Yes, for a kid with autism it would have felt like "playing" without realizing
the consequences of the "game" he was in.

Such a person can be mentally unable to think two steps upfront, or even to
have real feelings about his actions.

> Then left a basement window open?

Everything what happened later could have been done by the parents in an
effort to protect their son.

I personally wouldn't have released this documentary and believe that the
family should be left alone, but have little doubt in its findings.

------
BLKNSLVR
This may be the kind of thought bubble that's not welcome on HN, but the
Epstein situation of high-powered contacts, the decade-old non-prosecution
agreement (for child-sex crimes!) and the various inconsistencies surrounding
Epstein's death as described in the article, form a seriously twisted
situation when combined with the political rhetoric around end-to-end
encryption and societal surveillance in general.
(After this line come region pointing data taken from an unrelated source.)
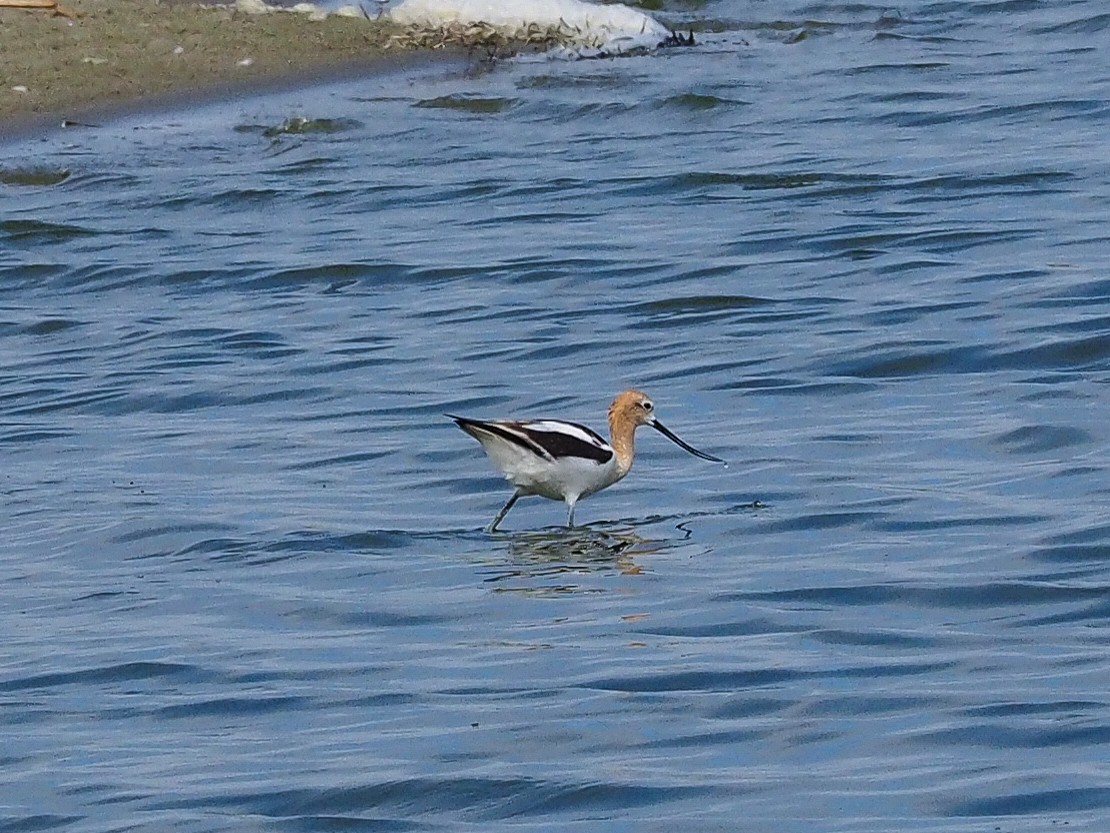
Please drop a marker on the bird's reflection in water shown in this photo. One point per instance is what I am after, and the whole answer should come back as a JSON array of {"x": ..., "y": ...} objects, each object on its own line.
[{"x": 536, "y": 558}]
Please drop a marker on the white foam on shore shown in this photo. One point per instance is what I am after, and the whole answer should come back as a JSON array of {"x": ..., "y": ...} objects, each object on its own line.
[{"x": 613, "y": 27}]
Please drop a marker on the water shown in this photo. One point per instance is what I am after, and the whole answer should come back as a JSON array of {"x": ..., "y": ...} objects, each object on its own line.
[{"x": 860, "y": 253}]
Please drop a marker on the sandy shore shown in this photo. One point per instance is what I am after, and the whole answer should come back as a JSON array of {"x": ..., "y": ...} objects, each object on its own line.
[{"x": 115, "y": 52}]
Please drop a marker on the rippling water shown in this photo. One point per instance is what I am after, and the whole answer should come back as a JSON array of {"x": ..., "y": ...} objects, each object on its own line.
[{"x": 859, "y": 252}]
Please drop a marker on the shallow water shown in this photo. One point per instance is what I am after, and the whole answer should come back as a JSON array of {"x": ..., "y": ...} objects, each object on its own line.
[{"x": 860, "y": 254}]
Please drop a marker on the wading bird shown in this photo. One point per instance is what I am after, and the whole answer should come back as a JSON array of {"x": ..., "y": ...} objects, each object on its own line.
[{"x": 564, "y": 461}]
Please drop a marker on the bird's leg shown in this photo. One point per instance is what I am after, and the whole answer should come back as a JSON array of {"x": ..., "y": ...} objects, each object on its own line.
[{"x": 504, "y": 511}]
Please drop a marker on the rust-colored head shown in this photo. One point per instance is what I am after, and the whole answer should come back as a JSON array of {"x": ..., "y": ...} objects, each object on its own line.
[{"x": 632, "y": 409}]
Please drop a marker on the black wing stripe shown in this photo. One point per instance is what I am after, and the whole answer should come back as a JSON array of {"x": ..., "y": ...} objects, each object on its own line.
[
  {"x": 558, "y": 444},
  {"x": 524, "y": 440}
]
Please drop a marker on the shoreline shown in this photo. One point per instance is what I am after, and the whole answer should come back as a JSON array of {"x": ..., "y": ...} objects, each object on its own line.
[{"x": 121, "y": 56}]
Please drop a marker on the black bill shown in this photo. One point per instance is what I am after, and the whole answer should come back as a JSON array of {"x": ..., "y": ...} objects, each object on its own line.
[{"x": 674, "y": 438}]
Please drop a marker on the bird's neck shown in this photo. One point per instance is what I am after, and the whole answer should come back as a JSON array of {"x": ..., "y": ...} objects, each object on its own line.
[{"x": 623, "y": 440}]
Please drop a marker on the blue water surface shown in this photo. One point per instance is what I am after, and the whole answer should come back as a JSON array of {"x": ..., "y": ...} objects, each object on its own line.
[{"x": 858, "y": 250}]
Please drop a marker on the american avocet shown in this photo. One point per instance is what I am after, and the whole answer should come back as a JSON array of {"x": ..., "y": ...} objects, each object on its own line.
[{"x": 565, "y": 461}]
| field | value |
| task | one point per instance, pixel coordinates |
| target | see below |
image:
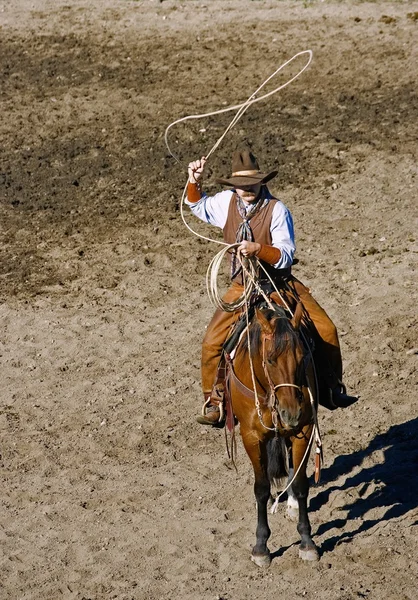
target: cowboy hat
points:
(246, 171)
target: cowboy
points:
(249, 215)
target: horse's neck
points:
(242, 367)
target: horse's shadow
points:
(395, 480)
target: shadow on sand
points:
(396, 480)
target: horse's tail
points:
(277, 460)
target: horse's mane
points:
(284, 336)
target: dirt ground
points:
(109, 487)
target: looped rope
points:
(241, 109)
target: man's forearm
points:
(269, 254)
(194, 192)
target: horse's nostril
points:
(291, 420)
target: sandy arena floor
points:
(109, 488)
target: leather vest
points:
(260, 226)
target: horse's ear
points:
(266, 326)
(296, 319)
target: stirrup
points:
(203, 418)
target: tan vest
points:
(260, 226)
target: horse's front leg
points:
(260, 553)
(300, 488)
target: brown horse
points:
(276, 423)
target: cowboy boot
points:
(213, 410)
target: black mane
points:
(284, 336)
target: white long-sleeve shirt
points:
(214, 210)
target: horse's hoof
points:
(311, 554)
(261, 560)
(292, 513)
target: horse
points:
(276, 422)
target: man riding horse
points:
(249, 215)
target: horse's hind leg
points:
(292, 507)
(300, 488)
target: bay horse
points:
(276, 423)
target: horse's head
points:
(283, 360)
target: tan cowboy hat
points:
(245, 171)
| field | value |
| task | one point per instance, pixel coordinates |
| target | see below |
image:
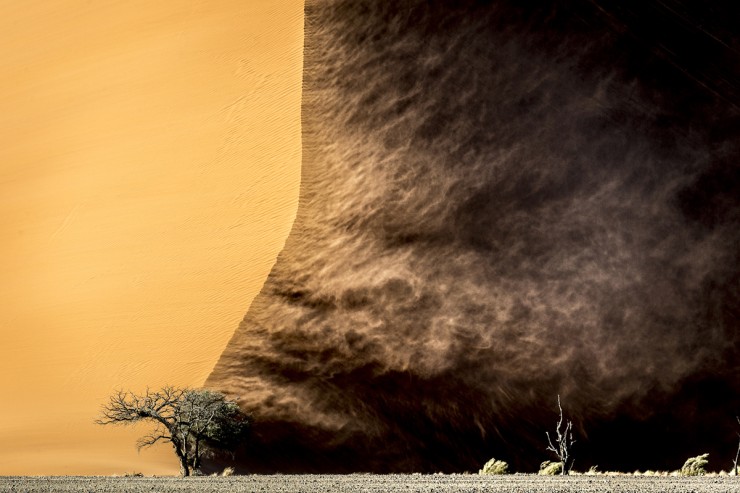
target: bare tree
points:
(737, 454)
(564, 440)
(194, 421)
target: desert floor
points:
(371, 483)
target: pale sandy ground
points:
(149, 173)
(372, 484)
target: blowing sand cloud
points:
(501, 202)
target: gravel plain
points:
(371, 483)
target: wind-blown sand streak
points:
(501, 202)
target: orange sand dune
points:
(149, 172)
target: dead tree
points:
(195, 422)
(564, 440)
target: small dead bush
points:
(695, 466)
(549, 468)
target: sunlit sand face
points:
(149, 171)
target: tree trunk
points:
(184, 470)
(182, 457)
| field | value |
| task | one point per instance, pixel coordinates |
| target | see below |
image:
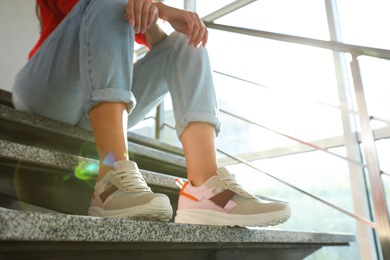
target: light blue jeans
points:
(89, 59)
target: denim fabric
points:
(89, 59)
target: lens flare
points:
(86, 170)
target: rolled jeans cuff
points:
(188, 118)
(111, 95)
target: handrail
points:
(356, 50)
(295, 139)
(296, 97)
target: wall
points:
(19, 30)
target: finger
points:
(190, 25)
(145, 16)
(205, 38)
(195, 30)
(138, 16)
(200, 37)
(130, 13)
(153, 15)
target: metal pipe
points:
(331, 45)
(227, 10)
(377, 189)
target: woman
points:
(81, 72)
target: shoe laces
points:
(130, 181)
(229, 182)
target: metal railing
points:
(382, 223)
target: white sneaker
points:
(123, 193)
(222, 201)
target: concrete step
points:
(59, 236)
(55, 180)
(25, 128)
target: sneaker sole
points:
(157, 209)
(210, 217)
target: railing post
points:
(159, 120)
(374, 174)
(365, 234)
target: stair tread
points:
(34, 226)
(53, 159)
(158, 150)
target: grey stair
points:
(41, 132)
(40, 235)
(43, 204)
(47, 178)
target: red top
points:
(53, 12)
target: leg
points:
(199, 148)
(186, 72)
(82, 70)
(109, 126)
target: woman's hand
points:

Politicians chanting, essentially, "Think of the children", is phenomenally
hypocritical when layered on top of the Epstein situation.

The US and Five Eyes world-spanning communications surveillance operations
couldn't even get this guy jailed for child-sex crimes?! How much is it
costing for this wholly-ineffectual-at-what-its-claimed-purpose-is
infrastructure?

------
jolesf
This is a rabbit hole that I'm not endorsing just sharing the link
[https://twitter.com/LibertyBlitz/status/1148259553621864449](https://twitter.com/LibertyBlitz/status/1148259553621864449)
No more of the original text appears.